Le monde va mal. Les raisons pour s’en convaincre ne manquent pas. Les médias servent de caisse de résonnance et donne à cette impression une importance disproportionnée.
Dans un précédent article, nous soulignions notre profonde attirance pour le déclinisme et la collapsologie, c’est-à-dire des idéologies qui s’attachent aux signaux négatifs de notre environnement et qui font appel aux passions tristes, ces affections qui diminuent notre « puissance d’exister » pour reprendre le vocabulaire de Spinoza. Crainte, désespoir, peur, sentiments d’impuissance et d’infériorité, haine, honte, colère, tristesse… : nous semblons étonnamment réceptifs aux messages qui provoquent ce genre d’émotions. Il est donc courant que ce « biais de négativité » soit tout naturellement exploité par les politiques, les réseaux sociaux, les médias et les marques comme un levier pour provoquer un comportement souhaité (une adhésion, un vote, un like, un click, un partage, un achat…). Les informations négatives pèsent donc lourdement dans nos prises de décision.
Eloge de la rationalité
Les candidats à l’élection présidentielle sont aujourd’hui dans les starting-blocks. Il ne vous aura pas échappé que l’énergie concentrée par chaque candidat pour dézinguer l’adversaire et pointer tout ce qui ne va pas dans le pays est incommensurablement plus importante que celle qui consiste à mettre en avant un projet de société ou des solutions pour améliorer l’existant. Ces candidats ont raison d’agir ainsi (de leur point de vue bien sûr). D’abord parce que la vision manque, tout comme la créativité pour imaginer des alternatives concrètes. Les partis sont des machines à conquérir le pouvoir et ont abandonné en rase campagne toute velléité à construire un projet de société. Ensuite et conséquemment, parce qu’il est plus efficace électoralement de dénoncer avec le plus de noirceur possible ce qui ne va pas, quitte pour cela à prendre quelques aises avec les faits et les chiffres, ou n’évoquer que ceux qui accréditent les dires du candidat[1].
Pour sortir de ce piège redoutable, que faire ? Ecouter le foret qui pousse plutôt que l’arbre qui tombe.
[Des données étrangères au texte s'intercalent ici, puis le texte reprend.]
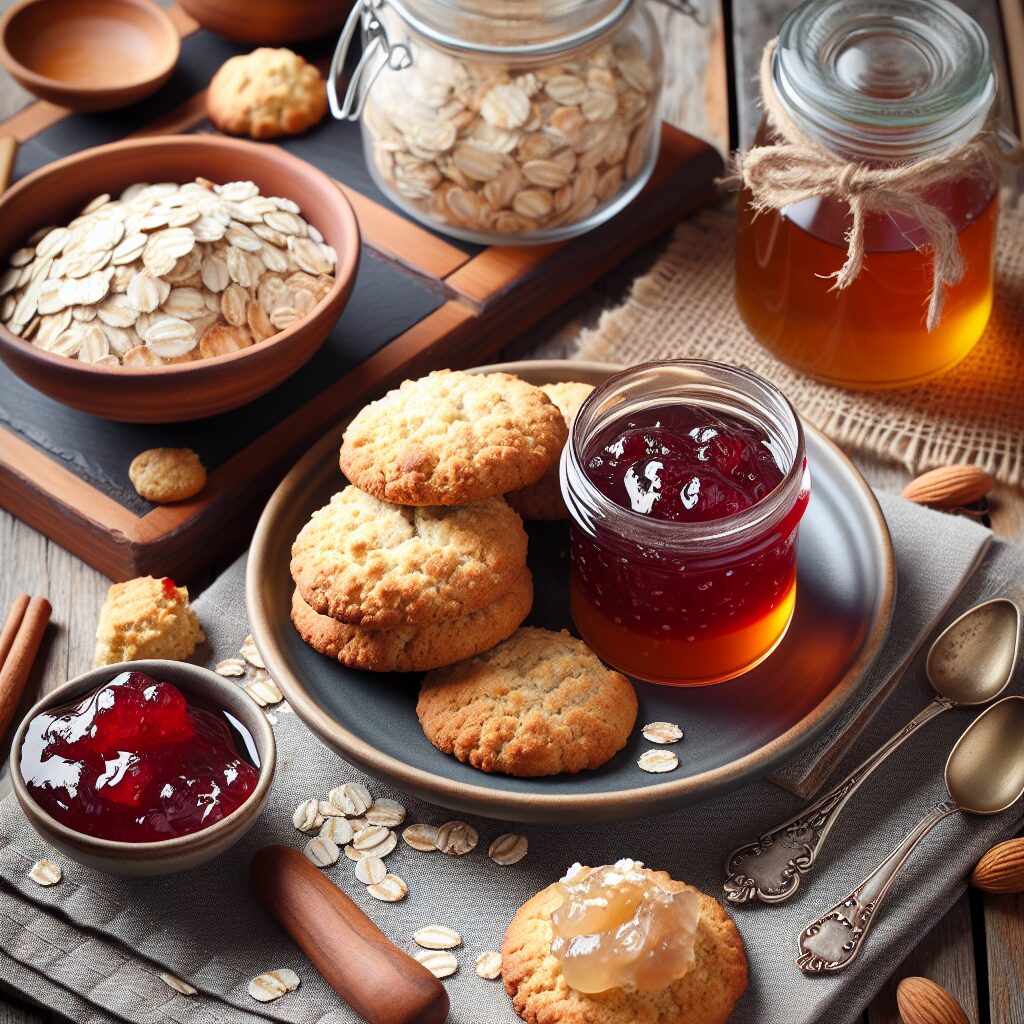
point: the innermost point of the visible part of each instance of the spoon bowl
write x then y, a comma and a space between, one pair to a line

Concrètement, cela signifie faire l’effort de développer notre attention vers les signaux positifs de notre environnement et se pencher sur les statistiques qui peuvent relativiser ou démentir le sentiment que nous avons concernant certains phénomènes anxiogènes. Bref, contrebalancer cette faiblesse innée par un peu de rationalité et de prise de hauteur. Si tu vois tout en gris, déplace l’éléphant, dit un proverbe indien. Pas toujours aisé. La lecture des ouvrages du linguiste et psychologue canadien Steven Pinker constitue un bon guide pour engager cet effort.
Le monde est meilleur aujourd’hui qu’il ne l’a jamais été. Et cela, quel que soit le critère que vous choisissez. Vous avez moins de probabilités de mourir dans une guerre ou par violences. Si vous êtes une femme ou un enfant, le viol et la maltraitance sont moins répandus. L’espérance de vie a augmenté, les maladies sont mieux soignées. Un enfant qui naît a beaucoup plus de chance de passer le cap de sa première année. Nous sommes mieux éduqués, nous avons accès à davantage de connaissances grâce à Internet. Les femmes sont plus nombreuses à faire des études. Elles ne vivent plus sous la coupe des hommes, ou nettement moins. Il y a aussi moins de chances que vous souffriez de la faim. Nous n’avons jamais eu une alimentation aussi variée. Vous avez la possibilité de voyager. Le confort matériel n’a jamais été aussi élevé. Nous n’avons jamais travaillé aussi peu d’heures[2].
Steven Pinker
A la question « auriez-vous aimé vivre à une autre époque que la nôtre ? », je vous invite à réfléchir deux fois avant de répondre.
[1] Le biais de cadrage (ou effet de cadrage comme on l’appelle en rhétorique) fera l’objet d’un article ultérieur. Pour le dire vite, il met en évidence le fait que la manière de réagir à une information dépend de la manière dont on présente cette information.
[2] Interview pour Philosophie Magazine, 29 novembre 2017.